Written by Matan Rabi and Scott Nyberg.
In our “Engineering Energizers” Q&A series, we examine the professional journeys that have shaped Salesforce Engineering leaders. Meet Matan Rabi, Senior Software Engineer on Salesforce Einstein’s Machine Learning Observability Platform (MLOP) team. Matan and his team strive to optimize the accuracy of Einstein’s AI classification models, empowering customers across industries to enhance efficiency and provide world-class customer support.
Read on to learn how Matan and his team tackle engineering challenges with the latest technologies to advance the state-of-the-art in AI.
What is your team’s mission?
Composed primarily of backend engineers, my team primarily works behind the scenes, harnessing observability features to measure and increase the accuracy of custom AI classification models — significantly improving the end-user experience.
To achieve this goal, we thoroughly analyze the predictions generated by Einstein AI classification models for our external customers and compare that with the ground truth of what happened in the real world. This apples-to-apples comparison enables us to identify areas for improvement and how we can take modeling accuracy to the next level for our customers.
MLOP uses mathematical formulas based on a confusion matrix to determine a model’s overall performance.
MLOP also validates models by subjecting them to tests using historical data provided by our customers. These tests instill high confidence in the models’ value even before deployment.
In addition to accuracy, we analyze the expenses for developing and maintaining the models. This is achieved by tagging different models’ usage data to determine the various cost to serve for each tenant within an application, which helps to reduce the overall cost of the models. These savings are ultimately passed on to our external customers.
Matan explains why he’s proud to be an engineer at Salesforce.
What are Einstein AI classification models?
Einstein AI classification models ingest and analyze customer data to formulate predictions of a particular customer outcome from a known subset of outcomes, enabling Salesforce customers with actionable intelligence to better serve their customers. The models play a vital role across numerous industries.
For example, when a customer connects with their cable service provider to discuss a service issue, Einstein’s AI model case classification feature monitors the discussion between the customer and the customer service representative (CSR) and rapidly determines the severity of the problem.
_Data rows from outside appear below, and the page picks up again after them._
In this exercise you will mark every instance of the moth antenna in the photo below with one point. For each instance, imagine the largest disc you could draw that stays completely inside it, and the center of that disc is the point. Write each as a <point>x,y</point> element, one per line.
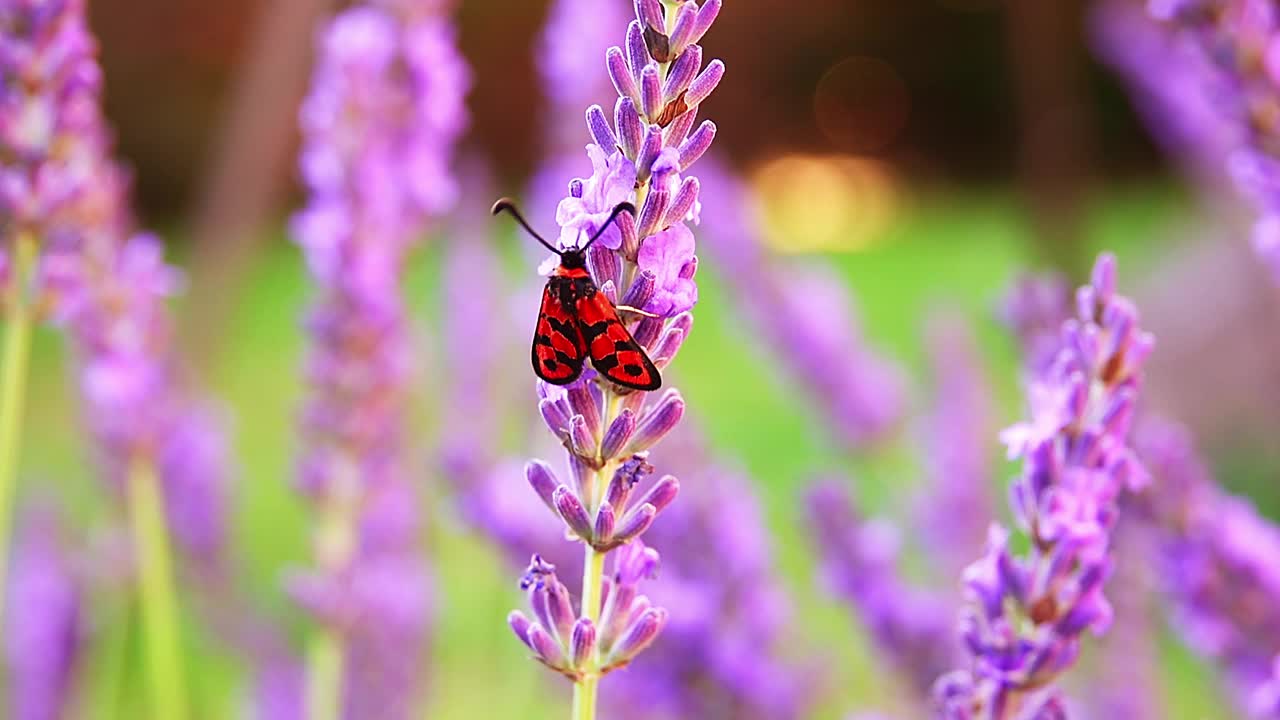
<point>508,205</point>
<point>617,210</point>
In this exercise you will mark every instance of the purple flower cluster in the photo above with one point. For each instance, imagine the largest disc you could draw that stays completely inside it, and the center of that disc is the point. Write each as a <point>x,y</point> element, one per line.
<point>384,110</point>
<point>1025,614</point>
<point>1219,563</point>
<point>108,283</point>
<point>647,263</point>
<point>1239,45</point>
<point>45,620</point>
<point>721,654</point>
<point>816,332</point>
<point>572,646</point>
<point>59,187</point>
<point>859,561</point>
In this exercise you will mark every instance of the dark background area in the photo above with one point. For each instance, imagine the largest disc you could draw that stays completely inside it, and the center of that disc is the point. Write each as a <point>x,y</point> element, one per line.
<point>897,80</point>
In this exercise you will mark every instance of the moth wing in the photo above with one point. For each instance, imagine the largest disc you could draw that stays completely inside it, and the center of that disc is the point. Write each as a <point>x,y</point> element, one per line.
<point>615,352</point>
<point>558,347</point>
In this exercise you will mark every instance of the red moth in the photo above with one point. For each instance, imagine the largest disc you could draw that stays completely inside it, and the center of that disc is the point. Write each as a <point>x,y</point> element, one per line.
<point>577,319</point>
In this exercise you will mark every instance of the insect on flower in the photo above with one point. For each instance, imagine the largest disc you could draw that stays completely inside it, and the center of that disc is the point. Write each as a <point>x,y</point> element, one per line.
<point>576,319</point>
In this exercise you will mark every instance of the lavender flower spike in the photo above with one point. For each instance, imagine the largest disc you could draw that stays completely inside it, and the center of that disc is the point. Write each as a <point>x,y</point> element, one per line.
<point>1238,68</point>
<point>384,110</point>
<point>604,427</point>
<point>1025,614</point>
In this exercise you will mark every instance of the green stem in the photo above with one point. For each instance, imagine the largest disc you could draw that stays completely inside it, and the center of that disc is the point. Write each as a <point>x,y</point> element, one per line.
<point>586,688</point>
<point>336,546</point>
<point>13,390</point>
<point>325,660</point>
<point>161,638</point>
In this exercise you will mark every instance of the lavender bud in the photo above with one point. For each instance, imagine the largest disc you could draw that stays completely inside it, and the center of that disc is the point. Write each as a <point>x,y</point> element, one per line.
<point>635,523</point>
<point>648,331</point>
<point>650,13</point>
<point>638,54</point>
<point>556,415</point>
<point>638,636</point>
<point>604,523</point>
<point>571,510</point>
<point>650,92</point>
<point>696,144</point>
<point>520,625</point>
<point>682,33</point>
<point>599,127</point>
<point>544,646</point>
<point>679,128</point>
<point>704,83</point>
<point>630,127</point>
<point>609,291</point>
<point>658,422</point>
<point>705,17</point>
<point>641,290</point>
<point>604,265</point>
<point>662,493</point>
<point>617,434</point>
<point>583,642</point>
<point>621,76</point>
<point>543,479</point>
<point>626,478</point>
<point>653,212</point>
<point>649,151</point>
<point>581,438</point>
<point>684,201</point>
<point>682,73</point>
It then ranks the customer’s needs as high, medium, or low, enabling the CSR to effectively provide a recommended solution.
Likewise, in the medical field, when a patient contacts their doctor’s office to schedule an appointment, the receptionist may ask some questions to understand the patient’s symptoms in order to determine the urgency of care. Einstein’s case classification feature monitors the conversation to predict the priority of the patient’s case, informing the receptionist that a patient with a potentially serious health condition should be treated as soon as possible.
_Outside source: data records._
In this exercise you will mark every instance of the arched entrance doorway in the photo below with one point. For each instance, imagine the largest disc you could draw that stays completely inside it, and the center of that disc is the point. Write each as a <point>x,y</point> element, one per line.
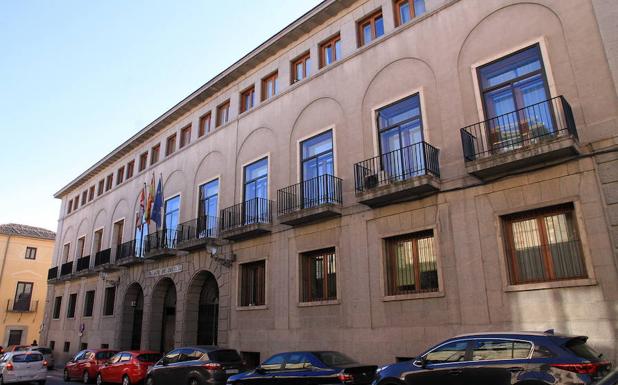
<point>163,318</point>
<point>132,316</point>
<point>202,316</point>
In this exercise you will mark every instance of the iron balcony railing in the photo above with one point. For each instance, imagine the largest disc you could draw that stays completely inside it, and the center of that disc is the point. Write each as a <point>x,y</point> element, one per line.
<point>102,257</point>
<point>252,211</point>
<point>130,249</point>
<point>323,189</point>
<point>83,263</point>
<point>66,268</point>
<point>162,239</point>
<point>199,228</point>
<point>407,162</point>
<point>527,126</point>
<point>52,273</point>
<point>22,306</point>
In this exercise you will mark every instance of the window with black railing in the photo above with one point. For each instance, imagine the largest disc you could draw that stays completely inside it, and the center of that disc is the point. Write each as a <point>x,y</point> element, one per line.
<point>321,190</point>
<point>199,228</point>
<point>411,264</point>
<point>66,268</point>
<point>102,257</point>
<point>543,245</point>
<point>83,263</point>
<point>250,212</point>
<point>398,165</point>
<point>528,126</point>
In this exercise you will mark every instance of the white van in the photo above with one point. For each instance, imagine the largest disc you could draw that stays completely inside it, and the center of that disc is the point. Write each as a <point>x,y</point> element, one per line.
<point>22,367</point>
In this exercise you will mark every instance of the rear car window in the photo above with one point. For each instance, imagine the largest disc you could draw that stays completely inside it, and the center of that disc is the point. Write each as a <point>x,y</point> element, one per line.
<point>333,358</point>
<point>224,356</point>
<point>149,357</point>
<point>579,347</point>
<point>105,355</point>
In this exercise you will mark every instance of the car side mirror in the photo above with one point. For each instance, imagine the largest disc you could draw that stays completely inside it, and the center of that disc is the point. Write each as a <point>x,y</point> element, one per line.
<point>421,362</point>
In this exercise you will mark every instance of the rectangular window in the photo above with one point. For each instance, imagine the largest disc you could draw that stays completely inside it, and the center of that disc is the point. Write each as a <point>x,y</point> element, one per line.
<point>89,303</point>
<point>79,250</point>
<point>543,245</point>
<point>400,135</point>
<point>208,209</point>
<point>247,99</point>
<point>97,241</point>
<point>23,295</point>
<point>57,305</point>
<point>65,252</point>
<point>204,124</point>
<point>130,169</point>
<point>330,51</point>
<point>301,67</point>
<point>405,10</point>
<point>30,252</point>
<point>223,113</point>
<point>110,297</point>
<point>319,276</point>
<point>185,136</point>
<point>411,264</point>
<point>71,305</point>
<point>370,28</point>
<point>253,284</point>
<point>270,86</point>
<point>109,182</point>
<point>154,154</point>
<point>120,176</point>
<point>170,145</point>
<point>15,337</point>
<point>514,91</point>
<point>143,160</point>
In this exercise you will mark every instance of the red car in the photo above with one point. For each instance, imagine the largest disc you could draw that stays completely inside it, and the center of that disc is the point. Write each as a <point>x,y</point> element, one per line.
<point>85,365</point>
<point>127,367</point>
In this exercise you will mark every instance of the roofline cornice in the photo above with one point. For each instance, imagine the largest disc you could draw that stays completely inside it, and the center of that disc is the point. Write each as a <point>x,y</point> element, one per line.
<point>302,25</point>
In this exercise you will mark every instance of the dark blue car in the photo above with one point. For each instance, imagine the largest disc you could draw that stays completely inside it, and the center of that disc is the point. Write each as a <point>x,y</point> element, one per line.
<point>304,368</point>
<point>501,359</point>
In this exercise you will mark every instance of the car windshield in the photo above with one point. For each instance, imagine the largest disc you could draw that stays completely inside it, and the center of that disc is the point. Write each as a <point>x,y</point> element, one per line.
<point>579,347</point>
<point>149,357</point>
<point>105,355</point>
<point>334,359</point>
<point>224,356</point>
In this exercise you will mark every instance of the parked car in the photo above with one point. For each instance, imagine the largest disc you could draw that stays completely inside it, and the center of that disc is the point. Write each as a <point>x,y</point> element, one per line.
<point>85,364</point>
<point>127,368</point>
<point>196,365</point>
<point>22,367</point>
<point>501,359</point>
<point>47,355</point>
<point>320,367</point>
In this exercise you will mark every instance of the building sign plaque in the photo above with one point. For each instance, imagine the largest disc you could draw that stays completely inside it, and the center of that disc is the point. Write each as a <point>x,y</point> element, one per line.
<point>164,271</point>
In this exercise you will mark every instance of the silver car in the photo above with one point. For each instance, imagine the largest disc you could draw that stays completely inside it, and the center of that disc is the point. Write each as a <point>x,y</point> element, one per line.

At a high level, how does MLOP measure AI classification model accuracy?
First, my team gathers data from the customer and contrasts it against the data on which the models were trained. We then segment the data to examine different model elements. Back to my CSR use case example, this could include analyzing the person’s location, age, and other variables.
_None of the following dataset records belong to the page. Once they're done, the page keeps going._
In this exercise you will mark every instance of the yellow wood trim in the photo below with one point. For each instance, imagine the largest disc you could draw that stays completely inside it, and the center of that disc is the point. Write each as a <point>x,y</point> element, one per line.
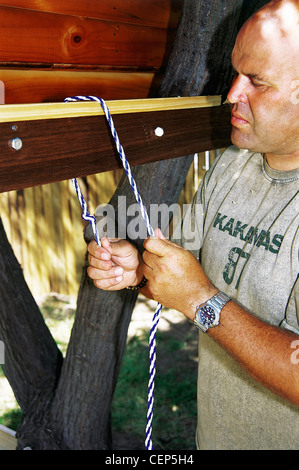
<point>33,112</point>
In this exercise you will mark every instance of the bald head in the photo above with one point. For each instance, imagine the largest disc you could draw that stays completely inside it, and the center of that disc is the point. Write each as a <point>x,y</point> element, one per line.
<point>276,25</point>
<point>265,111</point>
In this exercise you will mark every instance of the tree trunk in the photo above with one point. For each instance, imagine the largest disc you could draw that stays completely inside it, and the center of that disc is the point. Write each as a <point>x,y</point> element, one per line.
<point>68,407</point>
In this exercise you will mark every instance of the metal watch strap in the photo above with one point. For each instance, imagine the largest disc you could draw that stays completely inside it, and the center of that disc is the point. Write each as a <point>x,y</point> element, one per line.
<point>218,301</point>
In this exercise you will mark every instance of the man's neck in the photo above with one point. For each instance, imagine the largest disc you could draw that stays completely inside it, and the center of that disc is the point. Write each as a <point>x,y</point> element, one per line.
<point>283,162</point>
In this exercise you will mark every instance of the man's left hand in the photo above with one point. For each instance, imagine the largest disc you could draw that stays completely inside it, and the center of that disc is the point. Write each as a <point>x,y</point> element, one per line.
<point>175,277</point>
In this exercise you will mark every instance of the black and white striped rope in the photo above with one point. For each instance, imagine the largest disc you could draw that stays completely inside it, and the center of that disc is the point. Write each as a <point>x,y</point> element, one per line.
<point>91,219</point>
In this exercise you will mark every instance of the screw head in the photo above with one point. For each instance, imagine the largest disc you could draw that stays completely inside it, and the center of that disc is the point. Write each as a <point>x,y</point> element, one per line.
<point>159,131</point>
<point>16,143</point>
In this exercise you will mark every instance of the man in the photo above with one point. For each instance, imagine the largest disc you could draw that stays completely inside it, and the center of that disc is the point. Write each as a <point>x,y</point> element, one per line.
<point>248,381</point>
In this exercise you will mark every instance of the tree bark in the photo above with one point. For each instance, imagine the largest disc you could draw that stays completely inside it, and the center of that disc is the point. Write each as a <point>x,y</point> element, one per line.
<point>68,407</point>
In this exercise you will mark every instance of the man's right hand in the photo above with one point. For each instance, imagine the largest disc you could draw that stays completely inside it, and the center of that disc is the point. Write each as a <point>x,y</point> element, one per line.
<point>114,265</point>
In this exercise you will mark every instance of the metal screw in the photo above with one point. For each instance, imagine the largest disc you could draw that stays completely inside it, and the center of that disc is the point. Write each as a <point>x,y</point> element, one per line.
<point>159,131</point>
<point>16,143</point>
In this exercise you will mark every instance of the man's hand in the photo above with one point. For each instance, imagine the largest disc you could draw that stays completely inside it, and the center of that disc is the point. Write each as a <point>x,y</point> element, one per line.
<point>114,265</point>
<point>175,277</point>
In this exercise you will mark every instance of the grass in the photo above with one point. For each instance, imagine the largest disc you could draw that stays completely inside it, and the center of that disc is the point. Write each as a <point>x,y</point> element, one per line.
<point>175,384</point>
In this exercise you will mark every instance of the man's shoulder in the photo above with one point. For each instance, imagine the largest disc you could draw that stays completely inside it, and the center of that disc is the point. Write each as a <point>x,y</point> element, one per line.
<point>231,160</point>
<point>233,154</point>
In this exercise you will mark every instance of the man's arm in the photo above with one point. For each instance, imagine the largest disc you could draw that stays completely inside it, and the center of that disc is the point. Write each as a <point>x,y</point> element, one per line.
<point>176,280</point>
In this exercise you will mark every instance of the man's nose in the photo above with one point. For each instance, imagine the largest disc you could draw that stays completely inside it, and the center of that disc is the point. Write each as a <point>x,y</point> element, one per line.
<point>237,92</point>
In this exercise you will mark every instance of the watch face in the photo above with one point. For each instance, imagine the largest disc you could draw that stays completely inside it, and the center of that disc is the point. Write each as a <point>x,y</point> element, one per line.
<point>207,315</point>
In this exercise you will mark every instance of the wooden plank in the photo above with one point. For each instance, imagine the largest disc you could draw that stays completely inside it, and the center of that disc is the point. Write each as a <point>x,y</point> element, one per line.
<point>47,38</point>
<point>8,439</point>
<point>31,112</point>
<point>37,86</point>
<point>55,150</point>
<point>158,13</point>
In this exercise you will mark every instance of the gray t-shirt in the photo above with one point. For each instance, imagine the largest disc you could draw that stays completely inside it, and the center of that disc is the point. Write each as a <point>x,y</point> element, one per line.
<point>249,250</point>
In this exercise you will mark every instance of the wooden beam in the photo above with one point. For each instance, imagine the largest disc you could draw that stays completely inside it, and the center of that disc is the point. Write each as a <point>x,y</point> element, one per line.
<point>35,112</point>
<point>66,147</point>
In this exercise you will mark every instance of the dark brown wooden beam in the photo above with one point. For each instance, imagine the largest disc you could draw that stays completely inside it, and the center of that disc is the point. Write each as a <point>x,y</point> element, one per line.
<point>58,149</point>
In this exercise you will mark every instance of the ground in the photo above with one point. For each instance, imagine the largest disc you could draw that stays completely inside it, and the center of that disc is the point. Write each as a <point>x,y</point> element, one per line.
<point>177,341</point>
MLOP calculates a model’s performance for each relevant segment group to detect specific issues.
For example, the model may have been trained on people from New York and proved successful there but it was also used by CSRs in Oklahoma, where people’s values and attitudes may be dissimilar. In that instance, the model did not have the same level of success as it did in New York. Thus, we would recommend the model be tuned for Oklahoma CSRs to improve its inclusivity.
What’s a cutting-edge tool that your team uses to analyze AI models?
Reviewing AI modeling often requires MLOP to process terabytes of data to arrive at conclusions, which could take days or weeks to complete without the right resources.
To overcome this challenge, our team leverages Apache Spark’s distributed computation feature, empowering us to perform computations in parallel — examining huge amounts of data at once. Paralleling on one machine is fast — especially when the machine has multiple cores. Seeking to go even faster, our team learned how to spread the computational load across many machines.
What’s the endgame? We created an “infinite” parallelism factor by harnessing a vast network of commodity hardware. This enables the team to analyze tens of millions of data points in the blink of an eye to better predict and understand model accuracy.
How does your team deal with risks when analyzing AI models?
To measure and visualize a model’s performance, we must first obtain approval from internal legal and security departments. This lengthy process remains a risk for us because it could stall our team’s development time.
During the approval process, on a case-by-case basis, we must articulate our plan for handling customer data. If approved, we must encrypt the model’s customer data to keep their personal data private from our team. Ultimately, this process upholds Salesforce’s number one value: Trust.
Matan shares a story on Salesforce hackathons, one of his favorite engineering experiences.
What would someone find surprising about your team?
MLOP’s primary focus is delivering the best product and remaining relevant. To accomplish that, we constantly experiment with new tools to increase our agility, effectiveness, and efficiency — not just on our current project, but also the next one. In fact, we are always thinking one or two years down the line. Consequently, our team always pushes themselves to improve our development processes. We are never complacent with the status quo.